Your constraints can be written as | v.T @ x | <= 5
, which represents the absolute value of the dot product (scalar product) of two vectors, v and x. Here, v.T
denotes the transpose of vector v, and @
denotes Python's matrix multiplication operator. It is evident that:
| v1.T @ x | <= 5 <=> -5 <= v1.T @ x <= 5
| v2.T @ x | <= 5 <=> -5 <= v2.T @ x <= 5
| v3.T @ x | <= 5 <=> -5 <= v3.T @ x <= 5
Therefore, your LP problem can be formulated as follows:
min c^T @ x
s.t.
v1.T @ x <= 5
-v1.T @ x <= 5
v2.T @ x <= 5
-v2.T @ x <= 5
v3.T @ x <= 5
-v3.T @ x <= 5
- 0.03 <= x <= 0.03
This can be solved using the following code:
from scipy.optimize import linprog
c = -1 * df['pred'].values
v1 = df['var1'].values
v2 = df['var2'].values
v3 = df['var3'].values
A_ub = np.block([v1, -v1, v2, -v2, v3, -v3]).reshape(6, -1)

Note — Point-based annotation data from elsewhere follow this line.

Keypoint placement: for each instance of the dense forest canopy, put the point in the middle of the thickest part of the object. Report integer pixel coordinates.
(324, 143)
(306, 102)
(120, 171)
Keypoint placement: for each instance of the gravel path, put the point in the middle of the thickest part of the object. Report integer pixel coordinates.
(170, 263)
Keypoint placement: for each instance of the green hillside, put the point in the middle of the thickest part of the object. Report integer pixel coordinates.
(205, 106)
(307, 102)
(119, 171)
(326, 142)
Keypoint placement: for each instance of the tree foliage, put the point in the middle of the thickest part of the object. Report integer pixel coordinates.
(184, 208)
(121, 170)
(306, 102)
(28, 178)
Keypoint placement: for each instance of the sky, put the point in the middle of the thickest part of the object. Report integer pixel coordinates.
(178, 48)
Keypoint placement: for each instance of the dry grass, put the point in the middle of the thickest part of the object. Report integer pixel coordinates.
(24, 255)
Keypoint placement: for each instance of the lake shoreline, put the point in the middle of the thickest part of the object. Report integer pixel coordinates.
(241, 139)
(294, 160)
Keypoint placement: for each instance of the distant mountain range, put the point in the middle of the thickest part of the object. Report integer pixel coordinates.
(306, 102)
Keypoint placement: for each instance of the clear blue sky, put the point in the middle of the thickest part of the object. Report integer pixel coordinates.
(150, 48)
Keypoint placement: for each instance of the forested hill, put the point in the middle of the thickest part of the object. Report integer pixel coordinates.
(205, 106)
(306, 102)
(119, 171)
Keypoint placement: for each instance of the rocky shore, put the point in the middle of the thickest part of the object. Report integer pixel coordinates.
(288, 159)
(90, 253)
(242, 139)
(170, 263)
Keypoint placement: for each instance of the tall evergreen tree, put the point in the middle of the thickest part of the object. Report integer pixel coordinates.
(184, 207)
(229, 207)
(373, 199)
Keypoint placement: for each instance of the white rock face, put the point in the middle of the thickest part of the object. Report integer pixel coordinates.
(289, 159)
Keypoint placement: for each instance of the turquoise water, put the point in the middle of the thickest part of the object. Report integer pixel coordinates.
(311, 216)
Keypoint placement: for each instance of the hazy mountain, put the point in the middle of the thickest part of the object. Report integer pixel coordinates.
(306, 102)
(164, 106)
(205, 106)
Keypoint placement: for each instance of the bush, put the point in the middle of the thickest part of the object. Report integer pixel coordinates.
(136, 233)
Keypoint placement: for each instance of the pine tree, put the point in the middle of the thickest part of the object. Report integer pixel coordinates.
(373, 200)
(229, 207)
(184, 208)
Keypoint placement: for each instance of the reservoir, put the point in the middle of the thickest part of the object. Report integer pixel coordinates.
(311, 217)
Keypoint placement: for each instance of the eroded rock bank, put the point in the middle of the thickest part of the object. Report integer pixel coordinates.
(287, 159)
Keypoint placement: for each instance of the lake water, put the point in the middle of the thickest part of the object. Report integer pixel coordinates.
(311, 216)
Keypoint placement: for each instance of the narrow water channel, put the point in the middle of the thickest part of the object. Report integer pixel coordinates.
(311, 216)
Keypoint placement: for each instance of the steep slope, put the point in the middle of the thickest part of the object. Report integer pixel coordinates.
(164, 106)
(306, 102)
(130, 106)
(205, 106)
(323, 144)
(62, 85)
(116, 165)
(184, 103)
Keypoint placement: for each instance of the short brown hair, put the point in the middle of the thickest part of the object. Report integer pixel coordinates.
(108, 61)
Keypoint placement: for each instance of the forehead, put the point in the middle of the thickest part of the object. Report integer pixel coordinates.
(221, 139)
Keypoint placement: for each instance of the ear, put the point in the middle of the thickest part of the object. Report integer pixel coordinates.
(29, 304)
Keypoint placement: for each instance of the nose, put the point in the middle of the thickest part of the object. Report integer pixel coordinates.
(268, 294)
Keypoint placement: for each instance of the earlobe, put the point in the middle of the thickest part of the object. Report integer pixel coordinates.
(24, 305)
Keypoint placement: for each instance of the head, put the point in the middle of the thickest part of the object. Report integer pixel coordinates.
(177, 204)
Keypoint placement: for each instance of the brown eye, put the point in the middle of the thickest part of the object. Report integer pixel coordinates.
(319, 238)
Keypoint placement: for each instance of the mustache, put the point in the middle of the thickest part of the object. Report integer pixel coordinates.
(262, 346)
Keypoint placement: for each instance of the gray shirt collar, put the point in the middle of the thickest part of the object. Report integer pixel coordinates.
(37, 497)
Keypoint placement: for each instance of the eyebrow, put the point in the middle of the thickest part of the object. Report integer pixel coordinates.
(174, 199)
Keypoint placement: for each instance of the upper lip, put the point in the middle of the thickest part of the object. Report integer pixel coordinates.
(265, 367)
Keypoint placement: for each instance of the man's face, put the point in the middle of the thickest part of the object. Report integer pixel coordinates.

b_ub = np.array([5, 5, 5, 5, 5, 5])
bounds = [(-0.03, 0.03)] * c.size
res = linprog(c, A_ub=A_ub, b_ub=b_ub, A_eq=None, b_eq=None, bounds=bounds)
Timing this approach yields:
In [17]: %timeit res = linprog(c, A_ub=A_ub, b_ub=b_ub, A_eq=None, b_eq=None, bounds=bounds)
2.32 ms ± 163 µs per loop (mean ± std. dev. of 7 runs, 100 loops each)
which is approximately 4300 times faster.